We determine the oxidation states of manganese (Mn):

• In reactant \( \text{MnO}_4^{2-} \): Let oxidation state of Mn be \(x\). Then \( x + 4(-2) = -2 \Rightarrow x = +6 \).
• In product \( \text{MnO}_4^{-} \): Let oxidation state of Mn be \(y\). Then \( y + 4(-2) = -1 \Rightarrow y = +7 \).
• In product \( \text{MnO}_2 \): Let oxidation state of Mn be \(z\). Then \( z + 2(-2) = 0 \Rightarrow z = +4 \).

Manganese in \( \text{MnO}_4^{2-} \) (oxidation state +6) is oxidized to \( \text{MnO}_4^{-} \) (+7) and is also reduced to \( \text{MnO}_2 \) (+4). Since the same reactant \( \text{MnO}_4^{2-} \) undergoes both oxidation and reduction, this is a disproportionation reaction.

Step 3: Analyze Reaction (C)

The reaction is: \( 2\text{KMnO}_4 \rightarrow \text{K}_2\text{MnO}_4 + \text{MnO}_2 + \text{O}_2 \)

We determine the oxidation states of the elements involved:

• In reactant \( \text{KMnO}_4 \): Oxidation state of Mn is +7, and O is -2.
• In product \( \text{K}_2\text{MnO}_4 \): Oxidation state of Mn is +6.
• In product \( \text{MnO}_2 \): Oxidation state of Mn is +4.
• In product \( \text{O}_2 \): Oxidation state of O is 0.

In this reaction, Manganese (Mn) is reduced from +7 to +6 and +4. Oxygen (O) is oxidized from -2 to 0. Since two different elements (Mn and O) from the same reactant are undergoing redox changes, this is an intramolecular redox reaction, but not a disproportionation reaction.

Step 4: Analyze Reaction (D)

The reaction is: \( 2\text{MnO}_4^- + 3\text{Mn}^{2+} + 2\text{H}_2\text{O} \rightarrow 5\text{MnO}_2 + 4\text{H}^+ \)

We determine the oxidation states of manganese (Mn):

• In reactant \( \text{MnO}_4^- \): Oxidation state of Mn is +7.
• In reactant \( \text{Mn}^{2+} \): Oxidation state of Mn is +2.
• In product \( \text{MnO}_2 \): Oxidation state of Mn is +4.

Here, Mn from \( \text{MnO}_4^- \) (+7) is reduced to \( \text{MnO}_2 \) (+4), and Mn from \( \text{Mn}^{2+} \) (+2) is oxidized to \( \text{MnO}_2 \) (+4).
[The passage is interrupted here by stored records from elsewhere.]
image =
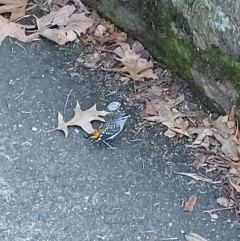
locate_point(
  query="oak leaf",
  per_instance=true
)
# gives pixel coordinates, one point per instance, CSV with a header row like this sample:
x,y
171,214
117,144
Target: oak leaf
x,y
15,30
114,37
190,203
135,66
17,8
165,110
177,127
64,25
81,118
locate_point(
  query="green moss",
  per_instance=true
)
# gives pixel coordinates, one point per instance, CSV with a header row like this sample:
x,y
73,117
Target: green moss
x,y
220,65
179,55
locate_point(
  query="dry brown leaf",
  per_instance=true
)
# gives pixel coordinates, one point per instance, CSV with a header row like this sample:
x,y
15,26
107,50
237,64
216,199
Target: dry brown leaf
x,y
63,26
223,202
57,4
150,109
91,60
137,47
200,160
136,67
224,126
190,203
179,126
235,186
231,115
17,8
230,146
202,132
114,37
15,30
81,118
100,30
194,237
165,110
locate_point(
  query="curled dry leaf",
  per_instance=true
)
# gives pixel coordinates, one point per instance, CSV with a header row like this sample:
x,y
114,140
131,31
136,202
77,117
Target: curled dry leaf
x,y
17,8
150,109
223,202
230,146
235,186
179,126
194,237
190,203
136,67
114,37
64,25
15,30
81,118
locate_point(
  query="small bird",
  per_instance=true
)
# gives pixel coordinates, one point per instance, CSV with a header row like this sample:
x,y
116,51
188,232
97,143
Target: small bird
x,y
110,130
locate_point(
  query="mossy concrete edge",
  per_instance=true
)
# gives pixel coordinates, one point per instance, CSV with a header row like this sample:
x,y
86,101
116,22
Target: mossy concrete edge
x,y
178,54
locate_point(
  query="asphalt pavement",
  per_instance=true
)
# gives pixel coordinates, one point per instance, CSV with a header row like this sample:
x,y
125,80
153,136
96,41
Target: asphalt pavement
x,y
57,188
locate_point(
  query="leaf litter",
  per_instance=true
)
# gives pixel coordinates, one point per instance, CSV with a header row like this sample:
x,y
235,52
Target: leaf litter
x,y
81,118
216,141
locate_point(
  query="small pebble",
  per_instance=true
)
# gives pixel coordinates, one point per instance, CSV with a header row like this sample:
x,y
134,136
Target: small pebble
x,y
11,82
34,129
113,106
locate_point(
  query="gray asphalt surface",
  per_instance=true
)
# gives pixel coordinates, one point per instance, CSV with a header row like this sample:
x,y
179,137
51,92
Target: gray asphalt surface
x,y
56,188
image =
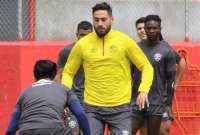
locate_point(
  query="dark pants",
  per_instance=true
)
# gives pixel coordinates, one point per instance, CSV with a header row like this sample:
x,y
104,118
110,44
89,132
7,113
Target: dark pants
x,y
48,131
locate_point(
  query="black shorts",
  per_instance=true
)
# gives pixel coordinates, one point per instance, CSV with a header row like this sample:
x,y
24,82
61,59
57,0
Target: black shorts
x,y
167,114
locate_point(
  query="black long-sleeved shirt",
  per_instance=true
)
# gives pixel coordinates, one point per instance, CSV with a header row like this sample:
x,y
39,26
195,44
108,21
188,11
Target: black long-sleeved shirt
x,y
163,60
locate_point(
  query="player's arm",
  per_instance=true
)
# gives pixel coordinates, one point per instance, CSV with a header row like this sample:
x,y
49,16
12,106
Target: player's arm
x,y
72,65
181,66
61,61
15,117
76,108
170,71
138,58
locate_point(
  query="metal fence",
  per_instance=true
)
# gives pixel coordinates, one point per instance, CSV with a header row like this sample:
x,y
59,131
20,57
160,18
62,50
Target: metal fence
x,y
57,19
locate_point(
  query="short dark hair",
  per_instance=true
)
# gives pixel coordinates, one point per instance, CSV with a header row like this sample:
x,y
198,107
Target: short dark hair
x,y
153,18
84,25
157,19
102,6
139,20
45,69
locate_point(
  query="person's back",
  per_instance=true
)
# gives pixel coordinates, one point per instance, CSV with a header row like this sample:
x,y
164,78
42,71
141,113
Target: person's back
x,y
41,107
158,56
78,83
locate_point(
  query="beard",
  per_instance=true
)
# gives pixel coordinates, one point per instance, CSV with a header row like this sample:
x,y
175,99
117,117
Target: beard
x,y
102,33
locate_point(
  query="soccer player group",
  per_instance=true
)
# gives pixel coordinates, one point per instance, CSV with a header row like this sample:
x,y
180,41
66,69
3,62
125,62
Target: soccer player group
x,y
120,84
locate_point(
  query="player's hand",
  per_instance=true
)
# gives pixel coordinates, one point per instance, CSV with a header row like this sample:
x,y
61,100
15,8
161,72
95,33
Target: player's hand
x,y
142,99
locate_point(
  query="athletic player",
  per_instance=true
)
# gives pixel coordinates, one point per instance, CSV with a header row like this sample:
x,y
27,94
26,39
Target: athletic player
x,y
83,28
162,58
106,55
181,63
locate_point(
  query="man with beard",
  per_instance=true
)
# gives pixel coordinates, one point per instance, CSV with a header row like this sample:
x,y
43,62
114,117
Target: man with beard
x,y
83,28
162,58
106,55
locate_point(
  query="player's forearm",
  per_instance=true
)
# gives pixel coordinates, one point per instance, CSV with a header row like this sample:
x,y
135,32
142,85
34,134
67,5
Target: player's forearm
x,y
170,87
147,78
13,124
67,79
180,71
77,109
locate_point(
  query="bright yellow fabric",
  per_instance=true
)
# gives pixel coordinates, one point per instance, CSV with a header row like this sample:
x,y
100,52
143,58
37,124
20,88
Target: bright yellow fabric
x,y
106,63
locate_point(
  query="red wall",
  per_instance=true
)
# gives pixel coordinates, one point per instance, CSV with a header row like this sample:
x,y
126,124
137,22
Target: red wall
x,y
17,60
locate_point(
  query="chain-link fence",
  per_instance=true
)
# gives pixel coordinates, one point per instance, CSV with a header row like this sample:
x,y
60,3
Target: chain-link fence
x,y
57,19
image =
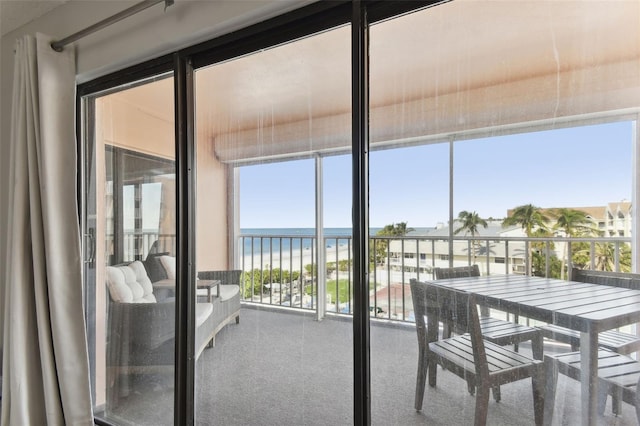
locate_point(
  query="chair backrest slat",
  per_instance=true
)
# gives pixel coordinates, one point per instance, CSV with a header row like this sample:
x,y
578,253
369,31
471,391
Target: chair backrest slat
x,y
614,279
451,305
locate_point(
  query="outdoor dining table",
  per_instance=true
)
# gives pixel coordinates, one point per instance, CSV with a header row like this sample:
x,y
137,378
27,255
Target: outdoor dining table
x,y
587,308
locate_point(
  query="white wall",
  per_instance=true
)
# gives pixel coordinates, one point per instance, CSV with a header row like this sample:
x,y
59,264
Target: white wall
x,y
149,34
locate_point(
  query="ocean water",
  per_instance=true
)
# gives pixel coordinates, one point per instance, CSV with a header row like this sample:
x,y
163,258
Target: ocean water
x,y
257,240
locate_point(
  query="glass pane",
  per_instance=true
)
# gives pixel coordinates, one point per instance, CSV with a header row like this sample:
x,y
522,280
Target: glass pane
x,y
268,126
513,155
130,259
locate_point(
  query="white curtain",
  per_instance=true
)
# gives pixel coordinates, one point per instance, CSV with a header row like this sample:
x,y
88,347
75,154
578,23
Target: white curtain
x,y
45,363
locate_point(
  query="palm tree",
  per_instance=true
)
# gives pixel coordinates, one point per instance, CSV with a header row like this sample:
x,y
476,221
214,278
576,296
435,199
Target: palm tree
x,y
470,223
528,217
573,223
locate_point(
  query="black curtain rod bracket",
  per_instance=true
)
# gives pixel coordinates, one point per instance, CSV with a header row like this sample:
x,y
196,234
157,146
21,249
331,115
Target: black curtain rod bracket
x,y
59,45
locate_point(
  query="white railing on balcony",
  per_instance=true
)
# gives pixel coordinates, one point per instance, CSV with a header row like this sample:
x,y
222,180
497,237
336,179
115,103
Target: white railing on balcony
x,y
282,269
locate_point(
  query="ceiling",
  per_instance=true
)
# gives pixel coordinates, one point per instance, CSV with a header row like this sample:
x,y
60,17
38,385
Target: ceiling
x,y
16,13
465,66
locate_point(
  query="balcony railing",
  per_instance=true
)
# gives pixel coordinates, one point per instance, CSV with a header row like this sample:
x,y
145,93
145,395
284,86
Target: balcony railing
x,y
282,270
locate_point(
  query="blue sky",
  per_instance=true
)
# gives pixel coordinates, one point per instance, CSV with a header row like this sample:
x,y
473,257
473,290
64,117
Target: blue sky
x,y
573,167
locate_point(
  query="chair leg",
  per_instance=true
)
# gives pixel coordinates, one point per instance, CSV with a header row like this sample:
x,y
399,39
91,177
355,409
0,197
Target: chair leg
x,y
550,389
496,393
421,379
616,402
537,346
538,387
482,405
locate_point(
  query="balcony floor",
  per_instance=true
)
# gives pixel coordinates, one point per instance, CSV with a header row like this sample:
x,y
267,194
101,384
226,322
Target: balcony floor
x,y
282,368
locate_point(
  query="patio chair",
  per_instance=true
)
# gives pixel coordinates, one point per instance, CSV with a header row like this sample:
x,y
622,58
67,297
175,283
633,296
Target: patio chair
x,y
494,330
611,340
618,376
482,363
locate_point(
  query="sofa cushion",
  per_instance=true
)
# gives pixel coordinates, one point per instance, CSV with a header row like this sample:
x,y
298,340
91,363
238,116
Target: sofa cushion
x,y
203,311
169,265
129,284
227,291
154,267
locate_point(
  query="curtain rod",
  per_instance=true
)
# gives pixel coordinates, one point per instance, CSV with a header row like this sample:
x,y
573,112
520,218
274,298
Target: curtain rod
x,y
58,46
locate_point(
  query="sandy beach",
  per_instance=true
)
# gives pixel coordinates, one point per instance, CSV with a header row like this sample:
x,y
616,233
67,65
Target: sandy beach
x,y
295,260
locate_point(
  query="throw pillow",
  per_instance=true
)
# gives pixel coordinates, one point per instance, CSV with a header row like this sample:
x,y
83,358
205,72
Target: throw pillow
x,y
169,264
154,267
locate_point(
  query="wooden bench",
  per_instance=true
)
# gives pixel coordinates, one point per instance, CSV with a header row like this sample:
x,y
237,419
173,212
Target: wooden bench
x,y
618,376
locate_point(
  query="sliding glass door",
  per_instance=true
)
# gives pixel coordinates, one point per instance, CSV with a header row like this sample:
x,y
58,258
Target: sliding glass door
x,y
129,227
273,235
Although the same element is involved, it comes from two different reactants. This type of reaction, where an element from two different oxidation states forms a product with an intermediate oxidation state, is called a comproportionation (or synproportionation) reaction, which is the reverse of disproportionation.

Final Result:

Based on the analysis, reactions (A) and (B) are disproportionation reactions.

Therefore, the correct options are (A) and (B).